The Social Side of Research
In 2012, Project Information Literacy (PIL) investigated college graduates’ information seeking behavior once they enter the workplace. We asked: what expectations do employers have of today's college graduates for finding and using information? What challenges relating to information use and solving information problems do recent college graduates face in the workplace?
One of the study’s major findings suggests information literacy in the workplace is fundamentally social. The most common shortfall identified by employers was the ability to integrate team members into the research process. While employers valued the computing competencies of new hires, they suggested recent college grads needed to break away from their computers to include people as sources, as well as confer with team members as part of an iterative information seeking and evaluating process. In focus group discussions, recent graduates mentioned the social aspect of workplace research as one of three top challenges in transitioning from college.
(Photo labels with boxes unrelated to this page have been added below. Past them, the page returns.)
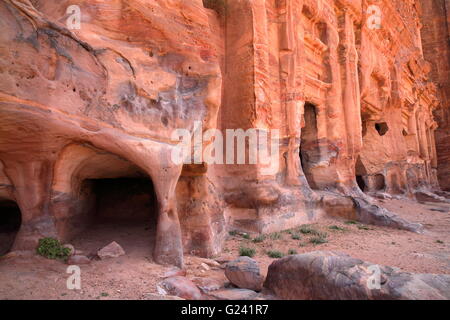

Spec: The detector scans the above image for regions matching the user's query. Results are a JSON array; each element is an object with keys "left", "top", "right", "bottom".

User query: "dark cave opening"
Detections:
[
  {"left": 0, "top": 201, "right": 22, "bottom": 256},
  {"left": 299, "top": 102, "right": 320, "bottom": 189},
  {"left": 73, "top": 177, "right": 158, "bottom": 252}
]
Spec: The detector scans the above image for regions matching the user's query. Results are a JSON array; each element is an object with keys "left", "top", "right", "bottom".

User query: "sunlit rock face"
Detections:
[
  {"left": 420, "top": 0, "right": 450, "bottom": 191},
  {"left": 0, "top": 0, "right": 448, "bottom": 265}
]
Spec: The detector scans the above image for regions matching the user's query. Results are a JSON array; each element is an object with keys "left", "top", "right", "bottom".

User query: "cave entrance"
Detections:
[
  {"left": 0, "top": 201, "right": 22, "bottom": 256},
  {"left": 356, "top": 176, "right": 366, "bottom": 191},
  {"left": 72, "top": 177, "right": 158, "bottom": 256},
  {"left": 300, "top": 102, "right": 320, "bottom": 189}
]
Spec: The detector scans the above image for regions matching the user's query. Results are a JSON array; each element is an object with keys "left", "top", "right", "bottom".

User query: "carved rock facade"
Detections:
[{"left": 0, "top": 0, "right": 439, "bottom": 265}]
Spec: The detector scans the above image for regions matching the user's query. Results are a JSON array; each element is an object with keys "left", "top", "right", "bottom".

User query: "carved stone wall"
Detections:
[
  {"left": 0, "top": 0, "right": 448, "bottom": 265},
  {"left": 421, "top": 0, "right": 450, "bottom": 191}
]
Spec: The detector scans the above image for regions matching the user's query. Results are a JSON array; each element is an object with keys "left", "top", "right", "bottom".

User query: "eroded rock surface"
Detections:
[
  {"left": 0, "top": 0, "right": 450, "bottom": 269},
  {"left": 225, "top": 257, "right": 264, "bottom": 291}
]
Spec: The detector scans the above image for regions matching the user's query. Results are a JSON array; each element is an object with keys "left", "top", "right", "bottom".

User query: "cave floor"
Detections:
[{"left": 0, "top": 200, "right": 450, "bottom": 300}]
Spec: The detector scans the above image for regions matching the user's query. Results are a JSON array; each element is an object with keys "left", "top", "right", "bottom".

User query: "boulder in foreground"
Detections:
[
  {"left": 264, "top": 251, "right": 450, "bottom": 300},
  {"left": 225, "top": 257, "right": 264, "bottom": 291}
]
Of the 87 learning outcomes included in the ACRL Information Literacy Standards, 14 could be characterized as social. How can instruction librarians address these socially-oriented learning outcomes and better prepare students for the workplace?
The presenter, a research analyst with Project Information Literacy, will 1) summarize findings of PIL’s 2012 “Day after Graduation” study; 2) summarize results of an analysis of recent Information Literacy publications and online tutorials for coverage of socially-oriented learning outcomes; and 3) discuss opportunities for instruction librarians be leaders on their campus in addressing the social side of research.